Als eine Ansammlung von „Behauptungen, Unterstellungen und Denunziationen“ bezeichneten die Friko-Sprecherinnen Laura von Wimmersperg und Jutta Kausch die NEA-Kritik in einer Stellungnahme, in der sie auch betonten, dass sie sich selbstverständlich gegen rechts abgrenzen. 

 

 
„Die Kernfrage: Was ist rechts? 

 

Die Kernfrage ist doch, wie definiert wird, was „rechts“ ist, worin die Gefährdung besteht“ benennen die Friko-Aktivistinnen eine politische Differenz zur NEA und anderen Antifagruppen. Gruppen wie Handwerker für den Frieden, die Basis oder auch die Freie Linken werden von der Friko anders als von der NEA als Bündnispartner gesehen, mit denen man auch am Ostermarsch gemeinsam auf die Straße gehen könne. Die Friko-Sprecherinnen verweisen darauf, dass Krökel nie Mitglied der AfD gewesen sei und seine Kandidatur als Parteiloser auf der Liste der AfD mittlerweile als Fehler bezeichne.  Keine Bündnispartner für die Friko seien hingegen AfD, NPD, aber auch das Compact-Magazin oder die Idenditäre Bewegung, betonen Kausch und von Wimmersperg. Die NEA macht aber am Beispiel der „Handwerker für den Frieden“ deutlich, dass eine solche Auftrennung so einfach nicht möglich ist. So war der Gründer der Organisation Karl Krökel nicht nur parteiloser AfD-Kandidat sondern hat auch in den letzten Monaten gemeinsam mit dem rechtspopulistischen Compact-Magazin Demonstrationen organisiert. Mittlerweile sei er auch zu dem Magazin, das seit Monaten die Querfront in der Friedensbewegung propagiert, auf Distanz gegangen, erklären Verteidiger*innen von Krökel. 

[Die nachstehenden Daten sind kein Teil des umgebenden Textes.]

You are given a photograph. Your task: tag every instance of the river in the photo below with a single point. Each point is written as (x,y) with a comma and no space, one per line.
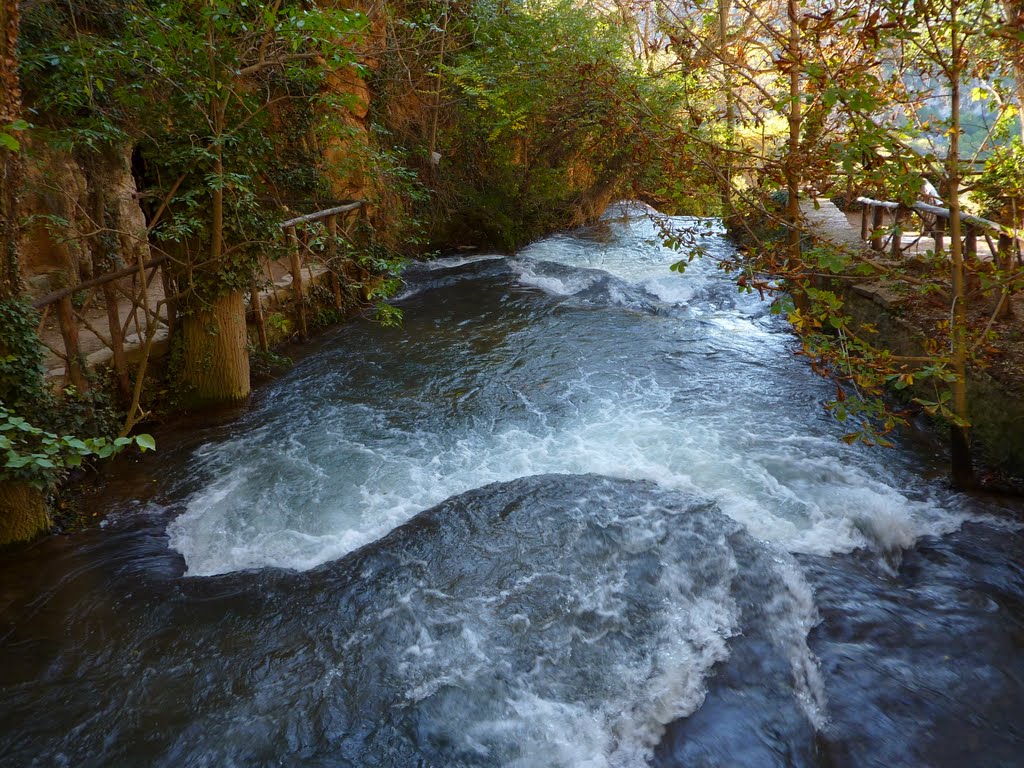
(580,511)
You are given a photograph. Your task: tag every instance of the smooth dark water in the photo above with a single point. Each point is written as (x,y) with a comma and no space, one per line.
(580,511)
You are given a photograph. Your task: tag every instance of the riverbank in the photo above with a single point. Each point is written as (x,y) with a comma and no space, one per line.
(900,317)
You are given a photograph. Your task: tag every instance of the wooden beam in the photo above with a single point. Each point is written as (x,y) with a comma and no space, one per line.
(54,297)
(321,215)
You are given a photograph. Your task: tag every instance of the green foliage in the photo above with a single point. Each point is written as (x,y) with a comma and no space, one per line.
(36,456)
(545,117)
(199,88)
(20,355)
(7,138)
(999,188)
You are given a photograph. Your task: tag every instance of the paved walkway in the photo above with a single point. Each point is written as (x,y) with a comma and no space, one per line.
(825,221)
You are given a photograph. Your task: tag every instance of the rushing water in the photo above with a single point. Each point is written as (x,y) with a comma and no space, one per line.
(580,511)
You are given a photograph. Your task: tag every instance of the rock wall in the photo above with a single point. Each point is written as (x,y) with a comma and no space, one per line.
(83,216)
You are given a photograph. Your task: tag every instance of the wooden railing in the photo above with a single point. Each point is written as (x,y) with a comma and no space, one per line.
(147,315)
(872,228)
(298,232)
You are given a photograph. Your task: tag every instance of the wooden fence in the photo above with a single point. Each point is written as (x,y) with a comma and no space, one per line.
(934,218)
(129,292)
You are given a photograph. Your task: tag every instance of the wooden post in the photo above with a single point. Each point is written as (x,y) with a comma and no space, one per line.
(1004,259)
(117,342)
(296,263)
(256,304)
(169,301)
(332,257)
(878,212)
(896,246)
(937,233)
(69,330)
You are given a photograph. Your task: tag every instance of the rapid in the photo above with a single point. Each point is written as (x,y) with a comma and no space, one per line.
(579,511)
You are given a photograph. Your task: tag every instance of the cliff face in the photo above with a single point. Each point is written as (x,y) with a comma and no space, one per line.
(84,216)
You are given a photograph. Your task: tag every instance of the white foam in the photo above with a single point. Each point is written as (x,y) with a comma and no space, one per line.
(345,475)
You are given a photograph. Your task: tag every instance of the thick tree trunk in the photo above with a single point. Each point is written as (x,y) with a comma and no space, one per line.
(23,512)
(216,352)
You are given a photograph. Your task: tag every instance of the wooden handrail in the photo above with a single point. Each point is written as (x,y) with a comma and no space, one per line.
(321,214)
(944,213)
(102,279)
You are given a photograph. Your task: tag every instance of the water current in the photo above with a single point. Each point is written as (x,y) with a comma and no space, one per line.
(580,511)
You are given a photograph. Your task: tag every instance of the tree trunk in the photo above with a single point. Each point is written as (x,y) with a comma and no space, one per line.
(794,119)
(216,352)
(962,469)
(23,512)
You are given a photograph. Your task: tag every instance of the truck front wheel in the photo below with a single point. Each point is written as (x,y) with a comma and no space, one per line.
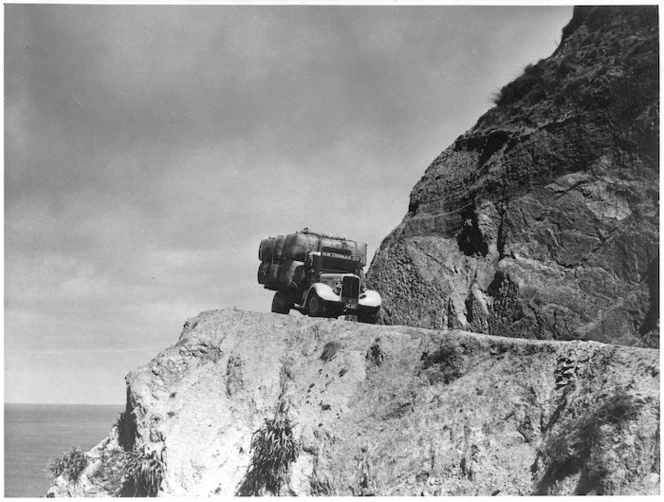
(315,306)
(370,317)
(281,303)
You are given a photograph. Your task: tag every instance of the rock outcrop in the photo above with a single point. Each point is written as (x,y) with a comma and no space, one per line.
(542,221)
(379,410)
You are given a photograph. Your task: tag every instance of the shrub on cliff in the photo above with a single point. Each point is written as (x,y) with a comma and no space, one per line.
(71,465)
(144,472)
(274,449)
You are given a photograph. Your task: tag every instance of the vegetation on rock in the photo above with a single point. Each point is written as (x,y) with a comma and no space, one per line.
(71,465)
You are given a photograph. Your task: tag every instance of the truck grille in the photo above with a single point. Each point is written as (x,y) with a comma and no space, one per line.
(350,287)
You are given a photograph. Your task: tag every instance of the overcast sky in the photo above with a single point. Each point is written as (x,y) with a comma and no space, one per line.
(148,150)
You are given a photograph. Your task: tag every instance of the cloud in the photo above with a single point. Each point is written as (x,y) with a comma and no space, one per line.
(149,149)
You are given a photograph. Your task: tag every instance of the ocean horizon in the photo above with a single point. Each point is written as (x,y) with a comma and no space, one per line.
(35,434)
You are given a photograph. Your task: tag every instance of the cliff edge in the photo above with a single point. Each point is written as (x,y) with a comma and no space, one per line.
(542,221)
(352,409)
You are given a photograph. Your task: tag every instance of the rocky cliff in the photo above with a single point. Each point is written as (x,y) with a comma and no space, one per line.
(542,220)
(248,403)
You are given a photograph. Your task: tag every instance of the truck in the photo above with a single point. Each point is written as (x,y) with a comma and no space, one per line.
(318,275)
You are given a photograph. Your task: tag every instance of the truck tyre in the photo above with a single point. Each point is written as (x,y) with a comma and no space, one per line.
(315,306)
(368,317)
(281,303)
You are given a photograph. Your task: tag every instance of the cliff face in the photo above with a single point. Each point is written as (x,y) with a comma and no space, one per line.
(379,410)
(542,220)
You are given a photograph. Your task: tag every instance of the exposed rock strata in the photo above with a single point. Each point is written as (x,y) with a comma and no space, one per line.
(389,410)
(542,220)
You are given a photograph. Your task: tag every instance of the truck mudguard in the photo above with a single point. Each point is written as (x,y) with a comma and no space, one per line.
(369,298)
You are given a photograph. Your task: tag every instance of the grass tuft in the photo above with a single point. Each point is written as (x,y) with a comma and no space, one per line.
(144,472)
(274,449)
(71,465)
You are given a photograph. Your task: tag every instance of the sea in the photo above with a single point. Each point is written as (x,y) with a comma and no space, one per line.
(37,433)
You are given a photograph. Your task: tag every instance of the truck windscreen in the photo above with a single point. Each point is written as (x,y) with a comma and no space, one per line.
(337,264)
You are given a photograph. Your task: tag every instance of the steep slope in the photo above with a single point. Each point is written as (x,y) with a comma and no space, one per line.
(542,221)
(379,410)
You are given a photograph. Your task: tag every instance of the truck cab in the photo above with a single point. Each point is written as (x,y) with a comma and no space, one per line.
(328,282)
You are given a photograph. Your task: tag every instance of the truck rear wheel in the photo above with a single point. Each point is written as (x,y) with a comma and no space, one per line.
(281,303)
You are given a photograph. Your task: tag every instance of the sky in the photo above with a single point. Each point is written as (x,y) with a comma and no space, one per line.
(149,149)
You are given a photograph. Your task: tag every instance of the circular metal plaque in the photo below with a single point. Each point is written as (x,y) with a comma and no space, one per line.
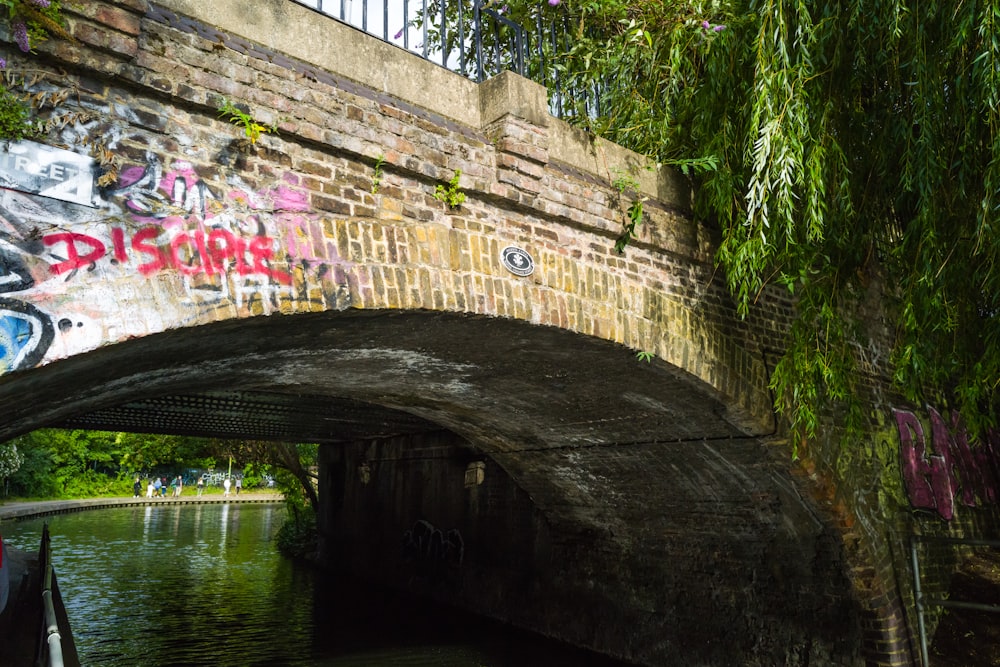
(517,261)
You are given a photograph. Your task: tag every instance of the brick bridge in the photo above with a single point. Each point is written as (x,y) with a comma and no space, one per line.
(494,421)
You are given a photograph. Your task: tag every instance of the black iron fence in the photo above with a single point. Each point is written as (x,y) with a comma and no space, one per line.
(475,38)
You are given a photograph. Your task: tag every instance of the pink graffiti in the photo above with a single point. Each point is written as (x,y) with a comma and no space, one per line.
(932,479)
(192,252)
(188,228)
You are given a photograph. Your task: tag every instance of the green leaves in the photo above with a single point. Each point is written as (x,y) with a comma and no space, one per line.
(839,146)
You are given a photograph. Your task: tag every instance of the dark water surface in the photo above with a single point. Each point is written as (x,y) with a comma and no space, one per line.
(205,585)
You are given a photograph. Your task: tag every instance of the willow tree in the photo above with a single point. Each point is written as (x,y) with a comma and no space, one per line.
(838,146)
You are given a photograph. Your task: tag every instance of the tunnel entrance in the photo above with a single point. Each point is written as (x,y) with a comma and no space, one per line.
(531,474)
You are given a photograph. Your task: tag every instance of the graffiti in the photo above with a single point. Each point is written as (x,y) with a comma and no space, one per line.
(226,243)
(25,335)
(14,275)
(191,252)
(432,551)
(949,467)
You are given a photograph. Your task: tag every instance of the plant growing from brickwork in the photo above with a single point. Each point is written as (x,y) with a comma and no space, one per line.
(838,147)
(377,175)
(28,22)
(252,128)
(625,184)
(451,195)
(31,22)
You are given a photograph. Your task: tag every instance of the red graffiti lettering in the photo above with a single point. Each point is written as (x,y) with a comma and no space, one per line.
(74,259)
(144,243)
(932,479)
(190,253)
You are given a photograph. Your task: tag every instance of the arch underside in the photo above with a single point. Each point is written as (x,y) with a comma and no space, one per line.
(677,528)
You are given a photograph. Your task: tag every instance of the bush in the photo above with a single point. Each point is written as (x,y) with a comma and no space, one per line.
(298,537)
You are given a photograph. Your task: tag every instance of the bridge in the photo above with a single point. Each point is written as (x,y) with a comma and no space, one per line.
(418,272)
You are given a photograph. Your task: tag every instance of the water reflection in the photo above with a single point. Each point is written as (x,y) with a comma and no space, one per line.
(203,584)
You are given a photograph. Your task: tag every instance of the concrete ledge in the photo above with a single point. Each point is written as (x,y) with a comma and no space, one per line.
(307,35)
(28,510)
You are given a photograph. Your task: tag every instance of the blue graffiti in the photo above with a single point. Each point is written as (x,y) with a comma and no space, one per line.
(25,335)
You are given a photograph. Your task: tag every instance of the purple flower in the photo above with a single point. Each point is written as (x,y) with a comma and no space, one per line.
(21,36)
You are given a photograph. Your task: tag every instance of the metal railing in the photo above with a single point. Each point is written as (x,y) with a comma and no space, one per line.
(922,601)
(50,645)
(471,37)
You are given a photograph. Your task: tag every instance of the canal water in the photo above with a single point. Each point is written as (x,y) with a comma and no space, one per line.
(205,585)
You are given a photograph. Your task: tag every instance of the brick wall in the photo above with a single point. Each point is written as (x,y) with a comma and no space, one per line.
(200,227)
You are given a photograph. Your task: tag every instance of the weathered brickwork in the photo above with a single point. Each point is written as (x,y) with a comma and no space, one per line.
(337,213)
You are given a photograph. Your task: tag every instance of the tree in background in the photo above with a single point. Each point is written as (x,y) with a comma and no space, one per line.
(10,462)
(845,150)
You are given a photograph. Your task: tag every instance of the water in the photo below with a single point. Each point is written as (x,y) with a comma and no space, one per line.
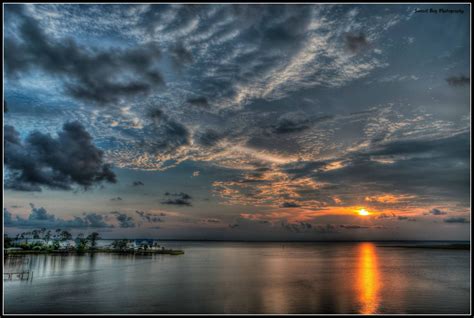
(228,277)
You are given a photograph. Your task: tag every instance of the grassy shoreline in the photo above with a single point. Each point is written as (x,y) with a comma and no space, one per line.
(109,251)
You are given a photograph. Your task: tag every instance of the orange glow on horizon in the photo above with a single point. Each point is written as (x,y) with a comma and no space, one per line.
(368,280)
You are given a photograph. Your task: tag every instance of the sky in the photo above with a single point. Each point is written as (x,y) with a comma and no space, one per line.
(238,122)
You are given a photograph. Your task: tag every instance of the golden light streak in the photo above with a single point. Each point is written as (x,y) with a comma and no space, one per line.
(368,279)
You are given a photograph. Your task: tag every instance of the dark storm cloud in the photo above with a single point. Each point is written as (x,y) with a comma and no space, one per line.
(149,217)
(181,55)
(39,217)
(169,134)
(456,220)
(458,81)
(211,220)
(7,217)
(356,43)
(406,218)
(288,125)
(290,205)
(437,212)
(208,138)
(294,122)
(103,77)
(58,163)
(199,101)
(353,226)
(177,199)
(435,167)
(124,220)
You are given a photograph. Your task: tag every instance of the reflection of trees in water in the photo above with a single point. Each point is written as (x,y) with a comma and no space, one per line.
(16,262)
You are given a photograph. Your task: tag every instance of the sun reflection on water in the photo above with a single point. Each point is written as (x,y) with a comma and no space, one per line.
(368,279)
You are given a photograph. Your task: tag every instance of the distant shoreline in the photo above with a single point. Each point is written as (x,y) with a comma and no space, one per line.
(299,241)
(440,246)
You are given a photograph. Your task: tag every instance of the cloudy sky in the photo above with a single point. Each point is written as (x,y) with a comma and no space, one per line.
(245,122)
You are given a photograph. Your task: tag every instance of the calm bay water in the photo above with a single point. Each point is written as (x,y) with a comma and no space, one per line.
(229,277)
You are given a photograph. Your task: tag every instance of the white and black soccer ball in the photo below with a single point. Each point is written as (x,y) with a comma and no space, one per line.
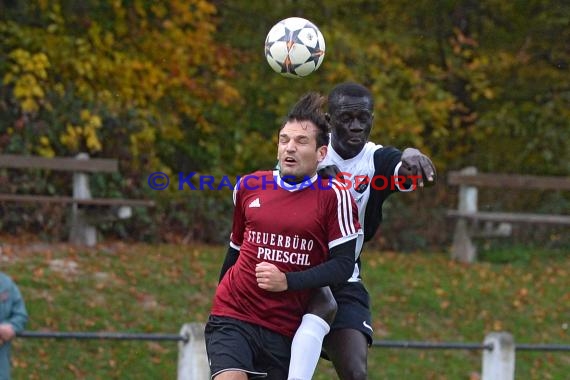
(294,47)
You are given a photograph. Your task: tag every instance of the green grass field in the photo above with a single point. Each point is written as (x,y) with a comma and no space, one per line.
(156,289)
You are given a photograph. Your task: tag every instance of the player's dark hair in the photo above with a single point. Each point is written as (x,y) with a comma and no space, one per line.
(348,89)
(310,108)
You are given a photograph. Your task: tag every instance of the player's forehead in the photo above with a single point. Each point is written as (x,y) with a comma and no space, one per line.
(296,129)
(351,104)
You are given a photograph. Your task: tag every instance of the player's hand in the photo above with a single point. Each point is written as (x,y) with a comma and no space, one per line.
(418,165)
(329,171)
(270,278)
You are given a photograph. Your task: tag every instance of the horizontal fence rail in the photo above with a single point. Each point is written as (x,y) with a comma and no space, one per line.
(405,344)
(431,345)
(101,336)
(498,348)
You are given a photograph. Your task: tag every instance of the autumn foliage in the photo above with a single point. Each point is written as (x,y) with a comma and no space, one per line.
(182,85)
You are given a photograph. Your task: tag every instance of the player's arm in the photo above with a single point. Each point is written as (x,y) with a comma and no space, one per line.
(238,227)
(417,167)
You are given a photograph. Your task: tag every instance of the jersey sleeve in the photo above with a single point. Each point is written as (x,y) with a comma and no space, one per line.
(238,222)
(342,216)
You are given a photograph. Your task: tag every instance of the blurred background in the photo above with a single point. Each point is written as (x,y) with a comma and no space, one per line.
(183,86)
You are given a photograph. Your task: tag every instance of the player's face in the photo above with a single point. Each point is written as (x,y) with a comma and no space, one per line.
(297,150)
(351,121)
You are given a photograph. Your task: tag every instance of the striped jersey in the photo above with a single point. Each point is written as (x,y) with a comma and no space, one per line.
(290,226)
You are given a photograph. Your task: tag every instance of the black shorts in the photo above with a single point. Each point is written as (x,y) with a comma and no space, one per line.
(232,344)
(353,308)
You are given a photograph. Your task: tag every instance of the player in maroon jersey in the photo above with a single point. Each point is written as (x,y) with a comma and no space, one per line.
(292,232)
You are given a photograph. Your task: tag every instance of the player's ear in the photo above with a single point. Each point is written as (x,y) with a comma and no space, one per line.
(322,152)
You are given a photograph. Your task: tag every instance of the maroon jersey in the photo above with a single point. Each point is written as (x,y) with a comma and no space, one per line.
(290,226)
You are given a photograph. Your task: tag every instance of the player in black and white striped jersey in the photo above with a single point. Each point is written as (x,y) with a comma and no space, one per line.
(350,114)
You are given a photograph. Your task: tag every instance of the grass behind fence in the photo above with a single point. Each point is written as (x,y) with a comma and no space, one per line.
(155,289)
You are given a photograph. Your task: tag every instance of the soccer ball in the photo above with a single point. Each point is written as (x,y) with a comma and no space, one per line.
(294,47)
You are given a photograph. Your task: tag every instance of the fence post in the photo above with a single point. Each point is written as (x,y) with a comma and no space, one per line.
(499,363)
(463,248)
(192,357)
(81,232)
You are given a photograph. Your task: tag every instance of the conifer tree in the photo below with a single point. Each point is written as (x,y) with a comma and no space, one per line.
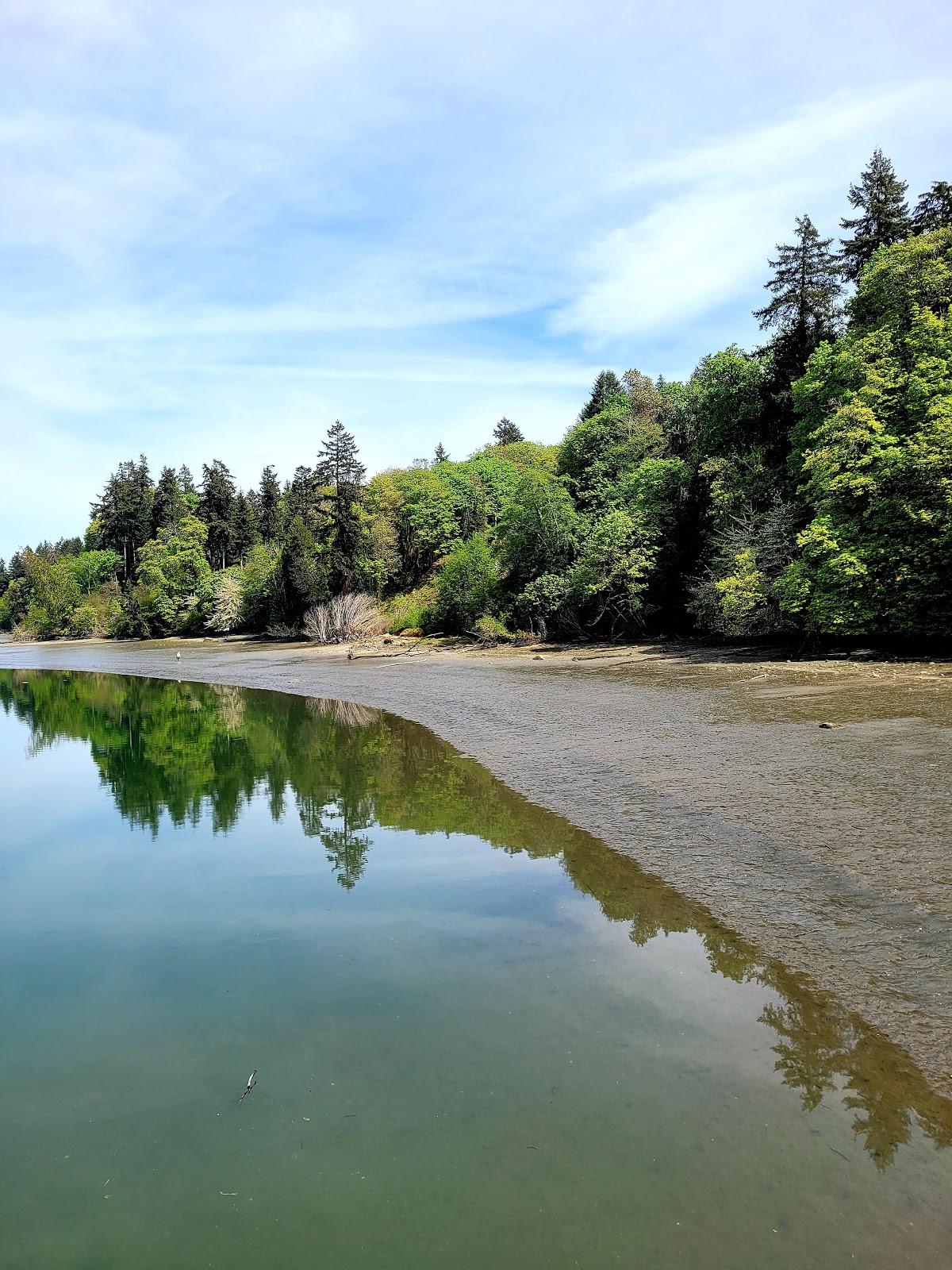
(805,290)
(507,433)
(168,506)
(340,469)
(268,505)
(217,510)
(935,209)
(606,387)
(884,215)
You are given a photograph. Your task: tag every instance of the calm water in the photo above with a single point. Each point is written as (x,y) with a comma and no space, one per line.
(482,1039)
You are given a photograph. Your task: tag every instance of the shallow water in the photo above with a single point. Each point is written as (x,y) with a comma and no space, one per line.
(482,1038)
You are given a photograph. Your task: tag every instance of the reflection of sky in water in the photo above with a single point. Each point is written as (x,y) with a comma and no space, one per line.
(463,1060)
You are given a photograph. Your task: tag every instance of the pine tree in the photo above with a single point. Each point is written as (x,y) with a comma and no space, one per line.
(340,469)
(168,506)
(606,387)
(507,433)
(884,216)
(217,510)
(935,209)
(125,512)
(268,505)
(244,526)
(805,290)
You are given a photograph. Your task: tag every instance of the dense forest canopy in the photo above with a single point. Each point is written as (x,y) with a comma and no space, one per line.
(801,488)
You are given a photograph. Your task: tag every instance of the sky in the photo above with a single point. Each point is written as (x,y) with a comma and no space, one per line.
(225,225)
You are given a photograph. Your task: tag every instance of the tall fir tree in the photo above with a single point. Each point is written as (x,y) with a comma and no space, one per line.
(124,512)
(216,508)
(884,215)
(935,209)
(340,469)
(805,291)
(606,387)
(270,505)
(507,433)
(168,506)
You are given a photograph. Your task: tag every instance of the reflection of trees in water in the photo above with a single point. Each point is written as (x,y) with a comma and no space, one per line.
(194,749)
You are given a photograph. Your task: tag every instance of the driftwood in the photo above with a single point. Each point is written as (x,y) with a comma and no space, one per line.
(366,657)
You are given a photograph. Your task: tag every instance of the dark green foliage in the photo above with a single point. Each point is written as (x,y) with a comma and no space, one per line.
(805,291)
(880,198)
(216,508)
(270,506)
(505,432)
(935,209)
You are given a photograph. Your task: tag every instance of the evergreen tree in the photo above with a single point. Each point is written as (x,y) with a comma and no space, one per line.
(217,510)
(805,289)
(340,469)
(168,506)
(605,391)
(244,526)
(884,215)
(125,512)
(505,432)
(270,505)
(935,209)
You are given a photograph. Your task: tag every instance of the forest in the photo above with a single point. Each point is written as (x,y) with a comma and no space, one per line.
(803,489)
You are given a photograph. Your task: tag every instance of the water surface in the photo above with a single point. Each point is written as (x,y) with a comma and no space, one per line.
(482,1038)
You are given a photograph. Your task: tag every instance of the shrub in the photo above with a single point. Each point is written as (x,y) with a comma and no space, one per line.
(344,618)
(466,586)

Doch auch in der Friedensbewegung gab es Kritik an der Bündnispolitik der Friko. So erklärt Kristian Golla von der Bonner Friedenskooperative, dass Gruppen wie die Basis und die Freie Linke Trittbrettfahrer sind, die nichts mit der Friedensbewegung zu tun haben. Golla erinnert daran, dass die Debatte, wie offen die Friedensbewegung nach rechts sein soll, bereits 2014 unter dem Stichwort des Friedenswinter geführt wurde. Damals gingen nach den Maidan-Protesten in Kiew und den Anti-Maidan der prorussischen Bevölkerungsteile in der Ukraine in Deutschland Menschen auf die Straße, die betonten, weder links noch rechts sondern nur für den Frieden zu sein. Da sie auch immer den Grundsatz, niemand ausgrenzen zu wollen, vor sich hertrugen, fühlten sich Rechte aller Couleur dort bald sehr willkommen. Damals hofften Teile der Friedensbewegung durch eine Kooperation mit diesen Gruppen würden sie jüngere Bündnispartner*innen gewinnen. Bald stellte sich aber heraus, dass die ganze Debatte die Friedensbewegung geschwächt und nicht gestärkt hat. 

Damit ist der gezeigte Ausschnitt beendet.